Altheide uses this concept as a means of finding information for his study. By using
symbolic interaction, Altheide explains that reality can begin to become
socially constructed. The symbolic meanings illustrate issues about safety,
danger and fear that highly impact the world at large, such as having movement
toward war. Altheide found that these symbols can be defined by how the mass
media promotes them to its audience. Through the use of propaganda, the mass
media utilizes the fear of its audience to create a narrative of victimhood and
nationalism which are used to justify the actions of American invasion of Iraq
following September 11.   

After reading this book, I have begun to realize how September 11 has reshaped our
nation. My generation has a unique perspective on how the attacks have
shaped America. I was five years old when 9/11 took place and I had just been
dropped off at school for the day and remember only an hour later being sent back
home. I grew up seeing us fight two wars in Afghanistan and Iraq and hearing news
reports about terrorist plots. I cannot remember a time when boarding an
airplane did not involve various scannings, searches, and limitations on what
we could pack. I even remember where I was and what I was doing when Osama bin
Laden was killed by American forces, even though I still did not know much of his
importance, just that he hated America. The events of September 11 and the fear
that followed it will always have an impact on my life even if I will never be
able to fully comprehend the emotions that gripped the nation in the aftermath.

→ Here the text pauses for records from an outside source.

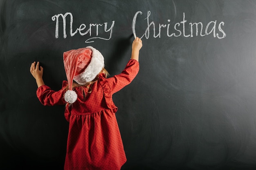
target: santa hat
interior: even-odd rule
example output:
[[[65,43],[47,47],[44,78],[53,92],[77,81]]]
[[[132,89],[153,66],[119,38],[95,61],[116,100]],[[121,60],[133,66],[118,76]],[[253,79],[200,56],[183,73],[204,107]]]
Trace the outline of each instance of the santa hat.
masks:
[[[69,87],[64,98],[67,102],[73,103],[77,98],[72,89],[73,80],[81,85],[93,80],[104,67],[104,57],[99,51],[89,46],[65,52],[63,58]]]

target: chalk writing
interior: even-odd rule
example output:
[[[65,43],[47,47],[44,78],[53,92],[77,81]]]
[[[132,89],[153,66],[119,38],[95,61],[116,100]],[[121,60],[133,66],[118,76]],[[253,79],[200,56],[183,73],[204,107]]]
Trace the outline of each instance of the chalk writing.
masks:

This book helps to shed light on the sense of fear instilled in many American
who can remember a time before 9/11 and how that fear can be made by the decisions
of those in charge through the mass media.

Despite this book being
over ten years old, it still holds strong relevance to day’s situation. Since the
publication of this book, the use of fear politics in regard to terrorism in
the United States. Since the events of September 11 fear has overwhelmed America
and the beginning of the Trump administration has only made it worse. The increase
of the mass media plays a huge role in this. When this book was written, the
largest means of communication was through television. However, with the addition
of the Internet and phones that allow you to use the Internet in any place
time, the means of communication have only increased. This increase of
communication is beneficial to us as a society, however, it is also harmful as
it also allows an increase in fear politics. Through the Internet, people have
access to many forms of news, but with the growth of the Internet is has become
harder and harder to identify whether the news that is received is truthful or not.